Alman radyo televizyonları, yarı final maçında Almanya’yı favori gösteriyormuş... Çekler ve Hırvatlar da öyle gösteriliyordu. Ama tersi oldu. Anlaşıldı ki, futbol tanrısı artık bizden yanadır... Takım gol yiyince Terim’in verdiği taktiği unutmakta, kendi bildiği gibi oynamakta ve aslan kesilmektedir. Ya tur ya ölüm ikilemine girdi mi çılgın Türkler mucizeler yaratmaktadır... Arda, Nihat, Hamit, Tuncay, Servet gibi oyuncularımız o zaman kendilerine gelmektedir. Artık inandık ki... Yenemeyeceğimiz ülke yoktur...

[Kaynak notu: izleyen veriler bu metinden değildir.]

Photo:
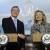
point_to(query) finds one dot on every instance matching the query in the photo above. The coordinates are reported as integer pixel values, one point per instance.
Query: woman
(40, 26)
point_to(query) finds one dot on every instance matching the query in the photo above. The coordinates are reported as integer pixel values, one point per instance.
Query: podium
(12, 37)
(37, 37)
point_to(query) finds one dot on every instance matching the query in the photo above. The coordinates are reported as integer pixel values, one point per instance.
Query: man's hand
(21, 36)
(22, 48)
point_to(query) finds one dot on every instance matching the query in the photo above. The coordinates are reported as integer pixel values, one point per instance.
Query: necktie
(15, 23)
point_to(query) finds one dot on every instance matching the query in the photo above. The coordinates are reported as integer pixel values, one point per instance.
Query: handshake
(21, 36)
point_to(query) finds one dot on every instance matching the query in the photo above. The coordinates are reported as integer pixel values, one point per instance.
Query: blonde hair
(43, 15)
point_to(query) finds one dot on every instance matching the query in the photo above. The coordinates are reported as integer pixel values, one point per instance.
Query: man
(13, 25)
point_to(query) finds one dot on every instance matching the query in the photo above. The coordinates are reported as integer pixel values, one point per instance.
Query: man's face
(15, 12)
(39, 16)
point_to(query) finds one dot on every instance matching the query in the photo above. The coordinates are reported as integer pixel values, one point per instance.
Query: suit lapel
(12, 24)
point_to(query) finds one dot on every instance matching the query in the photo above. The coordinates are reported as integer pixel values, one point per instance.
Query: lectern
(12, 37)
(37, 37)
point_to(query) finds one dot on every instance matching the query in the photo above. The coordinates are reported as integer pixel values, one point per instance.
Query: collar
(13, 18)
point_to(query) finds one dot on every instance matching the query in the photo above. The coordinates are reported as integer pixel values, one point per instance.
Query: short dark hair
(15, 7)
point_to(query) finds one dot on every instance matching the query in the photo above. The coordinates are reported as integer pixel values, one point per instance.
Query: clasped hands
(21, 36)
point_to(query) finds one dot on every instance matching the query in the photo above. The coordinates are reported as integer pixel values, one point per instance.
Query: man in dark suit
(13, 25)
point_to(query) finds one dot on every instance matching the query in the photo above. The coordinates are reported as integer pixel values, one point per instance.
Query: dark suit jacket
(9, 27)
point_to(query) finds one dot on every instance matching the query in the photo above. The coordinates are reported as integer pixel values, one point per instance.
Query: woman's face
(38, 16)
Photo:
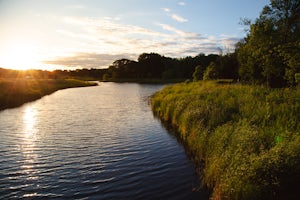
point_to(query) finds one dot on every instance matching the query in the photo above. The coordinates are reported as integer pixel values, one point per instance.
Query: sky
(70, 34)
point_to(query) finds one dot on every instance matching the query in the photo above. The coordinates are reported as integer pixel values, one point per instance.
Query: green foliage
(270, 52)
(198, 73)
(211, 72)
(297, 78)
(247, 136)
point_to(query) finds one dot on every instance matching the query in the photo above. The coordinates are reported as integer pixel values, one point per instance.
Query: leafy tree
(211, 72)
(198, 74)
(270, 52)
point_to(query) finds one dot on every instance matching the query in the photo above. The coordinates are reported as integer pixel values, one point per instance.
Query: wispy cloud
(89, 60)
(178, 18)
(174, 16)
(166, 9)
(109, 39)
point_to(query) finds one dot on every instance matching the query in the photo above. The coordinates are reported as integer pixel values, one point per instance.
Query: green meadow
(17, 91)
(245, 139)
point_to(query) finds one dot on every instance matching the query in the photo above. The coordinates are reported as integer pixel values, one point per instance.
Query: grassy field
(246, 139)
(15, 92)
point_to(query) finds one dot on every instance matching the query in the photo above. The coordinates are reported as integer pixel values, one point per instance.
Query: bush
(248, 137)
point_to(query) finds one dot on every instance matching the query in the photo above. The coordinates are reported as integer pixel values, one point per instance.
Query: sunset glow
(74, 34)
(20, 57)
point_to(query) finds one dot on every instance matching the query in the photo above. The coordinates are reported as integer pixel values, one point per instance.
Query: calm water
(92, 143)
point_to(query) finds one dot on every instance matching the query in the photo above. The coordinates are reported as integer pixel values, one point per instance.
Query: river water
(92, 143)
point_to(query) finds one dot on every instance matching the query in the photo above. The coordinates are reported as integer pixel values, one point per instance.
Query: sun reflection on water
(29, 122)
(28, 146)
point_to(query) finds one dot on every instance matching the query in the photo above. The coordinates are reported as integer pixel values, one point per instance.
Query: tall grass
(15, 92)
(248, 137)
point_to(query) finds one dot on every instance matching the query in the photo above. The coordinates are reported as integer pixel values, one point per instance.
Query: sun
(20, 57)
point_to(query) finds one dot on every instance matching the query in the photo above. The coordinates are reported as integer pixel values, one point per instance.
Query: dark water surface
(92, 143)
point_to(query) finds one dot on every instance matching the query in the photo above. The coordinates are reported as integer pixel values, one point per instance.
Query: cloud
(110, 39)
(88, 60)
(178, 18)
(167, 9)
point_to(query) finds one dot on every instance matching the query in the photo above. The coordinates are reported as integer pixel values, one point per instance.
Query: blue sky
(51, 34)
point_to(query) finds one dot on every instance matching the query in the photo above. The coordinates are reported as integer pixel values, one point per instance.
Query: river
(92, 143)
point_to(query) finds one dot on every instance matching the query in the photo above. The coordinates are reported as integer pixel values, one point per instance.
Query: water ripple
(92, 143)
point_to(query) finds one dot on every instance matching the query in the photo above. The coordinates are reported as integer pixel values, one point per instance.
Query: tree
(268, 52)
(211, 72)
(198, 74)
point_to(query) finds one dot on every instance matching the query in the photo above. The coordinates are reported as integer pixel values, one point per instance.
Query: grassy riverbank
(246, 138)
(16, 91)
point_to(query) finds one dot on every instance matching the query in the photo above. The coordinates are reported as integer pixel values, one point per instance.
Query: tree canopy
(271, 51)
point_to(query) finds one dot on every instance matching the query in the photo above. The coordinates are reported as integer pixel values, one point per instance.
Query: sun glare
(20, 57)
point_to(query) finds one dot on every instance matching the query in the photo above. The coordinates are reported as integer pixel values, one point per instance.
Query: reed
(248, 137)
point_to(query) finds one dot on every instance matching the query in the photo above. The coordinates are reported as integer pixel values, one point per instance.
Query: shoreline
(244, 139)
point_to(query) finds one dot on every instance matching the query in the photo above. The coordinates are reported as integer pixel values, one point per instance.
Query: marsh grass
(15, 92)
(248, 137)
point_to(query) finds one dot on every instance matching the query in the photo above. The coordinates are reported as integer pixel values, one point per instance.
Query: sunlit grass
(247, 136)
(16, 91)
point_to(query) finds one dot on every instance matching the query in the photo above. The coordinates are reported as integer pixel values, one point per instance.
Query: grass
(15, 92)
(246, 138)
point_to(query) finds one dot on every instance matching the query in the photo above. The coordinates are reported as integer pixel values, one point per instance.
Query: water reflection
(28, 147)
(29, 122)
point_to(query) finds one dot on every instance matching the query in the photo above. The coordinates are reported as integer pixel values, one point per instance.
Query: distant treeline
(148, 66)
(269, 55)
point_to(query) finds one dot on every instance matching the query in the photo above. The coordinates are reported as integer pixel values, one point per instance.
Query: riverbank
(17, 91)
(143, 80)
(246, 138)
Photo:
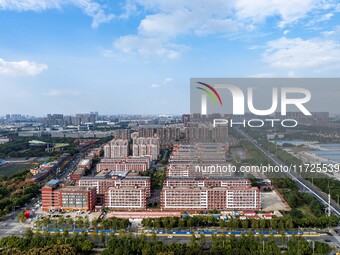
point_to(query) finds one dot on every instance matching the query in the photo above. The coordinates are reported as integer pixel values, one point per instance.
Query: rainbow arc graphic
(209, 90)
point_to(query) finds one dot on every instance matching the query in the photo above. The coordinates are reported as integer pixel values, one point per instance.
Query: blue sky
(137, 56)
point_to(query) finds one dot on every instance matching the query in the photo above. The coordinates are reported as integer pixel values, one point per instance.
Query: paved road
(301, 182)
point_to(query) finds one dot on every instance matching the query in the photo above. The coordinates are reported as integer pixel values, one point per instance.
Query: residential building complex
(125, 198)
(209, 198)
(55, 197)
(139, 164)
(146, 146)
(105, 180)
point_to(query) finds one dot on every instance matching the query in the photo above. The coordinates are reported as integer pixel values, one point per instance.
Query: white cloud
(147, 46)
(155, 86)
(167, 21)
(164, 83)
(297, 53)
(167, 80)
(60, 92)
(89, 7)
(22, 67)
(289, 11)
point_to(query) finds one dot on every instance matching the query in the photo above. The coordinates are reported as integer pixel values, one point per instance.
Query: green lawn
(11, 169)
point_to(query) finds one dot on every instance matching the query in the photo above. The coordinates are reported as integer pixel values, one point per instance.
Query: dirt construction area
(271, 201)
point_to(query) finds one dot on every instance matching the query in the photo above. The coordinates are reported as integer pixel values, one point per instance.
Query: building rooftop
(52, 182)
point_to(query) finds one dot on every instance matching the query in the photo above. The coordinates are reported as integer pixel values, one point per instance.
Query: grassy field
(11, 169)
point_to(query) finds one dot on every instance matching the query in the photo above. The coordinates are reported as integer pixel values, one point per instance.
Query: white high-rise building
(119, 148)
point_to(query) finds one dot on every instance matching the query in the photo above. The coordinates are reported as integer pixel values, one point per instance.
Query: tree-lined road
(301, 182)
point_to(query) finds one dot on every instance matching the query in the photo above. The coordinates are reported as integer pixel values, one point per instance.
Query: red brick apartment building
(208, 198)
(127, 198)
(104, 180)
(55, 197)
(139, 164)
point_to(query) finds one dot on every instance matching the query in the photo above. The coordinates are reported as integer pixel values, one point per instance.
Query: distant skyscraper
(146, 146)
(186, 119)
(119, 148)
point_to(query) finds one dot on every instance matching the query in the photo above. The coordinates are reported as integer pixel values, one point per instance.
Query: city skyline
(132, 57)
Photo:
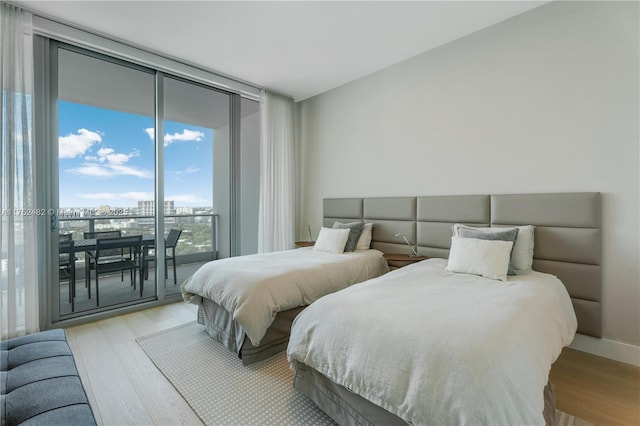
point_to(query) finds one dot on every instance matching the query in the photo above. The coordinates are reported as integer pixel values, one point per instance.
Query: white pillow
(522, 256)
(488, 258)
(332, 240)
(364, 242)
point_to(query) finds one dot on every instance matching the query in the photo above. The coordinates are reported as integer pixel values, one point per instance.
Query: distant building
(148, 208)
(184, 210)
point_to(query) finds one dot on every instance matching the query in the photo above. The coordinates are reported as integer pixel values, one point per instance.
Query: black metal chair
(67, 264)
(113, 253)
(104, 262)
(170, 245)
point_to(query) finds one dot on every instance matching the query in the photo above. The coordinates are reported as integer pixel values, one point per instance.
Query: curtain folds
(276, 221)
(18, 274)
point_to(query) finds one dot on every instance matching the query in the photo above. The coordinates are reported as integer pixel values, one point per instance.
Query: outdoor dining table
(90, 244)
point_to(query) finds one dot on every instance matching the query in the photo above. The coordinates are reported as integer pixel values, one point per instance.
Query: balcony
(197, 245)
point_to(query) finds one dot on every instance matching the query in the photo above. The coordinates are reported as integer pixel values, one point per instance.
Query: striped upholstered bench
(39, 383)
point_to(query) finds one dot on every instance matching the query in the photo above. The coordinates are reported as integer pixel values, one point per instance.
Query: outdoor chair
(113, 253)
(170, 254)
(130, 260)
(67, 263)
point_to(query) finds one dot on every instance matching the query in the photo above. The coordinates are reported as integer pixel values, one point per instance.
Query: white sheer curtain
(18, 277)
(277, 173)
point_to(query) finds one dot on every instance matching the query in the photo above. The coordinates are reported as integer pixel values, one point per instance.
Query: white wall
(547, 101)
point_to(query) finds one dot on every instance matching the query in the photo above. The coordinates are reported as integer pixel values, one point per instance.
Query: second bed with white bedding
(437, 347)
(254, 289)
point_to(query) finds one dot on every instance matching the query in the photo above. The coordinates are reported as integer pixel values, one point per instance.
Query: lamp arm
(414, 253)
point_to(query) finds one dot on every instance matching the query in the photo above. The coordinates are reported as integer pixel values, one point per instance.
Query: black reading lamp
(414, 253)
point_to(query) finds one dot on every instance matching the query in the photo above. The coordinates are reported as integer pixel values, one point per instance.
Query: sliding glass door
(143, 156)
(105, 169)
(197, 181)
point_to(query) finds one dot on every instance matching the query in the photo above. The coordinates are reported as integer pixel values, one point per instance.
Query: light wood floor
(125, 388)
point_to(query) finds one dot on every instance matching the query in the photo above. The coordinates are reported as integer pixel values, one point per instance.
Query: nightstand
(398, 260)
(304, 243)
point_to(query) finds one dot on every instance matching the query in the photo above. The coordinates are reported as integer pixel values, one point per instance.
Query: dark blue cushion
(39, 384)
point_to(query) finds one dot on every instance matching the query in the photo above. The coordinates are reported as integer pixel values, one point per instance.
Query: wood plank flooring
(125, 388)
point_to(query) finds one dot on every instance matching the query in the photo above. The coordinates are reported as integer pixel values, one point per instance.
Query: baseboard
(611, 349)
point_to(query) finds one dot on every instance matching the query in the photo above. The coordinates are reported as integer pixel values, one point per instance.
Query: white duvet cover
(255, 288)
(441, 348)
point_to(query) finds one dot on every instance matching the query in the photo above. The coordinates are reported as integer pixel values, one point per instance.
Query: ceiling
(299, 48)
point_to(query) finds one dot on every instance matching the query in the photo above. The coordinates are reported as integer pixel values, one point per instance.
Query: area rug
(221, 391)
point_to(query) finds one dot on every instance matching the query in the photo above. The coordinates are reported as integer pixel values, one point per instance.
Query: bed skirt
(221, 326)
(348, 408)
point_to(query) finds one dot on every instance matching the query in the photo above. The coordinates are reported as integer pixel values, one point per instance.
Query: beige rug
(218, 387)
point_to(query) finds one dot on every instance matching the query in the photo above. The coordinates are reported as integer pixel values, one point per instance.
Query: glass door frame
(47, 177)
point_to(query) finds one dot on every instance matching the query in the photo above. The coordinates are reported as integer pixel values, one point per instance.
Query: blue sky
(107, 157)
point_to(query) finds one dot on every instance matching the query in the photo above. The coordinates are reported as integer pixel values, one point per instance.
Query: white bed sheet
(437, 347)
(256, 287)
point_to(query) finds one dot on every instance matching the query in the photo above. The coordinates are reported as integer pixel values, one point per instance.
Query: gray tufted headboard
(567, 233)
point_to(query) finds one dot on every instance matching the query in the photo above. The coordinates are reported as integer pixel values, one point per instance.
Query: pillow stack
(495, 253)
(344, 237)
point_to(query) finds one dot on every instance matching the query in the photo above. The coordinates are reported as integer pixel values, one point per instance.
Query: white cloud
(110, 163)
(111, 157)
(192, 199)
(186, 136)
(76, 144)
(115, 196)
(187, 171)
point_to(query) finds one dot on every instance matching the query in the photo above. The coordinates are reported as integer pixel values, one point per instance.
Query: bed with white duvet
(248, 302)
(428, 346)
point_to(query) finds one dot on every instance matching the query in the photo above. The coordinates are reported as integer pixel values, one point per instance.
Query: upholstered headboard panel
(567, 235)
(567, 244)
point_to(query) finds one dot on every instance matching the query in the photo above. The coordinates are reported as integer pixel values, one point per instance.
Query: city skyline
(106, 157)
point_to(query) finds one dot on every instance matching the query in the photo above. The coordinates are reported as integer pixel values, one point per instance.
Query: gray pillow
(355, 229)
(509, 235)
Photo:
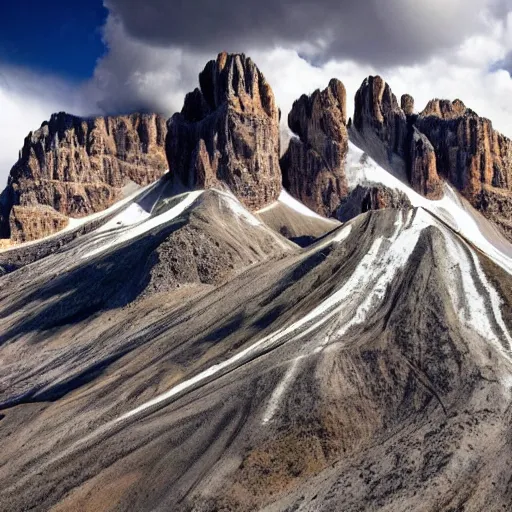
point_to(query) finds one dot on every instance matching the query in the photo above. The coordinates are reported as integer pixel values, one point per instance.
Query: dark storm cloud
(387, 32)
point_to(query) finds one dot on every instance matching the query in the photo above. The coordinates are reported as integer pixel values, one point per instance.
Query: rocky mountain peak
(378, 116)
(227, 134)
(313, 166)
(446, 109)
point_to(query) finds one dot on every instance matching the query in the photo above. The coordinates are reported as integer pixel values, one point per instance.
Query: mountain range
(193, 317)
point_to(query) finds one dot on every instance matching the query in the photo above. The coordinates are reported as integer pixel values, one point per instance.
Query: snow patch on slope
(362, 170)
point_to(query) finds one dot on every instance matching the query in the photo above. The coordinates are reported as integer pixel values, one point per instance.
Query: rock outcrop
(446, 141)
(74, 167)
(227, 134)
(407, 104)
(313, 166)
(32, 222)
(366, 198)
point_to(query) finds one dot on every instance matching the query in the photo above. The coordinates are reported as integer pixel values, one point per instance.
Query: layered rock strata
(446, 141)
(314, 164)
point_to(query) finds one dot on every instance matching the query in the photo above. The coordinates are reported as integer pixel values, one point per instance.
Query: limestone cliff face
(77, 167)
(227, 134)
(314, 164)
(470, 153)
(423, 167)
(472, 156)
(446, 140)
(373, 197)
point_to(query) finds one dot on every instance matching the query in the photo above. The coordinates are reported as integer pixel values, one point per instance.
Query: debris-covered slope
(370, 370)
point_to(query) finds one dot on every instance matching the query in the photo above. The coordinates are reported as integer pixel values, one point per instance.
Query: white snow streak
(472, 306)
(449, 208)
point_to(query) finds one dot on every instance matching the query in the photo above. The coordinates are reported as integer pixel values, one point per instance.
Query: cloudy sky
(112, 56)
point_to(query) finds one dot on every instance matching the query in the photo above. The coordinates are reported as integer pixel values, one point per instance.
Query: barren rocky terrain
(211, 343)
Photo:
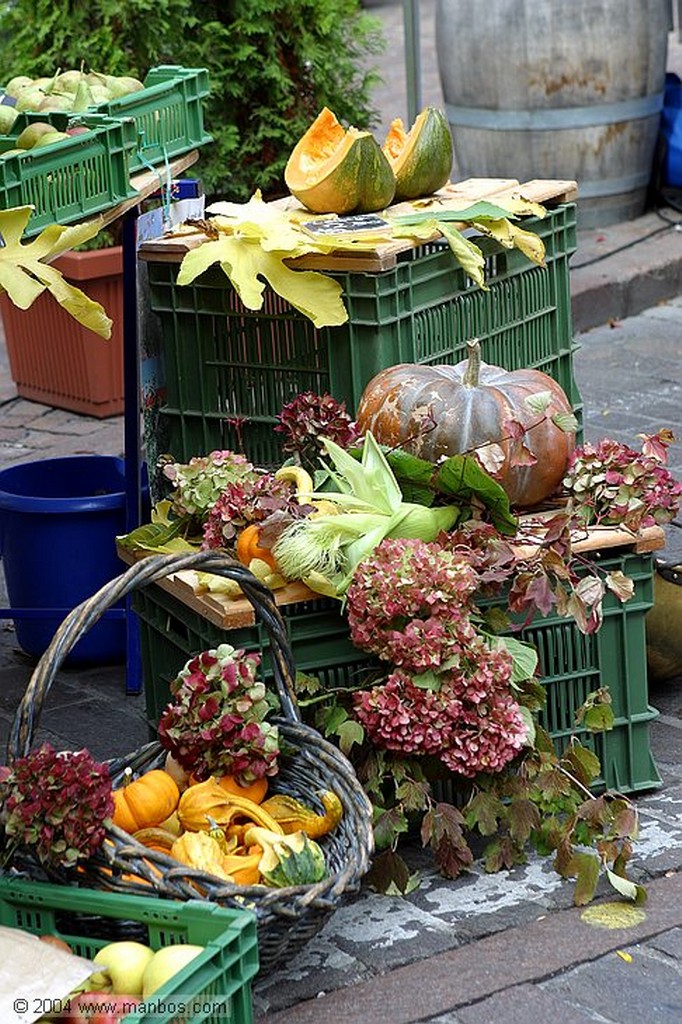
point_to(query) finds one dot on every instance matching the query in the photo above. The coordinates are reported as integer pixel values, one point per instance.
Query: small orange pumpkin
(145, 802)
(248, 547)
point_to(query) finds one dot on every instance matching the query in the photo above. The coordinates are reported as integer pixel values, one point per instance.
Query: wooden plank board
(231, 613)
(384, 255)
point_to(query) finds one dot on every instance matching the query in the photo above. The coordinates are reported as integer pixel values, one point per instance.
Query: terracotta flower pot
(55, 360)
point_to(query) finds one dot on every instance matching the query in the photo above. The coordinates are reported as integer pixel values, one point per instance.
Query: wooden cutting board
(454, 196)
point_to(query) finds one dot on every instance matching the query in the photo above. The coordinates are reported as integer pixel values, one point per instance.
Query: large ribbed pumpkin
(436, 411)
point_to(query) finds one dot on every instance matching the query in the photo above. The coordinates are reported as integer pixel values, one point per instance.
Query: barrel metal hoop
(563, 118)
(613, 186)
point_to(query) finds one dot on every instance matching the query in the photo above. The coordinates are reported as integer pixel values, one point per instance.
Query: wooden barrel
(550, 89)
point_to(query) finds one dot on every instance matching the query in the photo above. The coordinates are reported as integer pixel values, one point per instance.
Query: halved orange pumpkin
(337, 170)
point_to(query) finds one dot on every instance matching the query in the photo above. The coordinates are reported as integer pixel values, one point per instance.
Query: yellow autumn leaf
(25, 273)
(248, 265)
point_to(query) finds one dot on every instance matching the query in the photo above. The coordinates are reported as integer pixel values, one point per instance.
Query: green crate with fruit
(166, 107)
(188, 961)
(66, 166)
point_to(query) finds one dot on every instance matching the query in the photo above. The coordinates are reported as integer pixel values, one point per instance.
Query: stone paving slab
(552, 945)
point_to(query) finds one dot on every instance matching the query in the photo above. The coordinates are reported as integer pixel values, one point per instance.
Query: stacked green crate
(571, 665)
(213, 988)
(228, 371)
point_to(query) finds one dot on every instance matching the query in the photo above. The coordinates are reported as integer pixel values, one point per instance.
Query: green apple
(17, 83)
(68, 81)
(50, 137)
(124, 965)
(165, 964)
(56, 101)
(28, 138)
(8, 116)
(30, 98)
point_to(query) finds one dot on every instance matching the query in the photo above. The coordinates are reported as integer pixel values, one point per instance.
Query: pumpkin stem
(472, 373)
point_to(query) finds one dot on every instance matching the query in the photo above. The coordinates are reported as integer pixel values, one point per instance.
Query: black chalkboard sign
(349, 224)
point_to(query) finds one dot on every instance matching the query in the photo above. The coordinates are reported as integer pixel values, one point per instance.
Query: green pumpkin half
(337, 170)
(422, 158)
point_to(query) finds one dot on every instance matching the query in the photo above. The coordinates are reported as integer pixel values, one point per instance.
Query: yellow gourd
(293, 816)
(203, 852)
(209, 800)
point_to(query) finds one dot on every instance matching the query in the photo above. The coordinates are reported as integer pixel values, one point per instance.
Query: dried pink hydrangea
(215, 723)
(56, 803)
(612, 484)
(471, 722)
(251, 500)
(307, 419)
(409, 602)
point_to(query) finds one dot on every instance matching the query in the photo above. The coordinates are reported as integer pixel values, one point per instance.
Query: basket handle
(147, 570)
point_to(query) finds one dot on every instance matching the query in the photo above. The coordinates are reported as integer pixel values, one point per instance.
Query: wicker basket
(287, 918)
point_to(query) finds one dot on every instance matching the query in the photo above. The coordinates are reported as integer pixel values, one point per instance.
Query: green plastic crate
(214, 988)
(222, 363)
(571, 665)
(168, 114)
(71, 179)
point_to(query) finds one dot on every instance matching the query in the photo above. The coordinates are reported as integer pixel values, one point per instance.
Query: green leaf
(153, 536)
(586, 868)
(483, 812)
(627, 888)
(529, 723)
(466, 253)
(523, 818)
(565, 421)
(523, 655)
(390, 875)
(583, 762)
(413, 795)
(599, 719)
(476, 211)
(388, 824)
(350, 733)
(462, 476)
(539, 401)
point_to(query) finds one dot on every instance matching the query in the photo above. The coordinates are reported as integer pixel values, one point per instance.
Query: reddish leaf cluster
(56, 803)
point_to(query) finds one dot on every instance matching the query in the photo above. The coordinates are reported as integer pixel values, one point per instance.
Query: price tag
(347, 225)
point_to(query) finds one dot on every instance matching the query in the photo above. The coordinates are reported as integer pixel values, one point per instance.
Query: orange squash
(145, 802)
(248, 547)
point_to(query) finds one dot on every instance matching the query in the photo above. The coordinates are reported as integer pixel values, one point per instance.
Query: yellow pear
(124, 965)
(165, 964)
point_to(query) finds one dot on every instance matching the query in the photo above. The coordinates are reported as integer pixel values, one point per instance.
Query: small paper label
(359, 222)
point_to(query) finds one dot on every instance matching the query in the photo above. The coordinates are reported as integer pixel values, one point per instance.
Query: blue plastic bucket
(58, 521)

Olup bitenler bırakın şansı, mucize sınırlarını da aştı... Ama sonuçtan memnunuz.. Fakir millet sevindi... Son yıllarda hep aşağılandığı ve ezildiği için alınan sonuçlar karşısında bir öfke ve sevinç patlaması yaşıyor. Ezilmeye katlanamadığının da bir ifadesi bu... Aynı zamanda Türk bayrağını göğsüne takıp “Türkiye” diye bağırmanın da mutluluğunu duyuyor... Son yıllarda malumunuz “Türküm” demek neredeyse ırkçılık sayılır olmuştu... Ülkenin başbakanı bile “Türküm” demiyordu... Başarılı sonuçlar ortak sıfatımızla buluşmamızı da sağladı denebilir... (Biz Türk sözcüğünün bir ırkı değil, bu ülkenin tüm vatandaşlarını temsil ettiğine inananlardanız...)
Neticede... İyi geldi bu mucize... Tabii çalışmadan kazanma hevesimizi körükleyebilir ama... Şimdilik iyi!

Haberin Devamı

İş kuyruğu
Adamın biri iş bulmak için İstanbul’da İşçi Bulma Kurumu’na müracaat etmiş.
- Evet bir iş var... demiş ilgili memur. Rus dans grubu birini arıyor.Tüm yapılacak iş kızların soyunmasına, giyinmesine yardım etmek, günde iki kez vücutlarını bebek yağı ile yağlamak, göğüslerinin ucuna parlak küçük yıldızlar yapıştırmak falan...
Sevinçten gözleri parlamış adamın;
- Ohhh çok iyi, hemen başlayabilirim, demiş.
- Tamam.. O zaman yarın sabah yedide Adapazarı’nda olabilir misiniz?
- Neden? İş Adapazarı’nda mı?
- Hayır, iş İstanbul’da.. Fakat başvuru kuyruğunun sonu şu anda orada!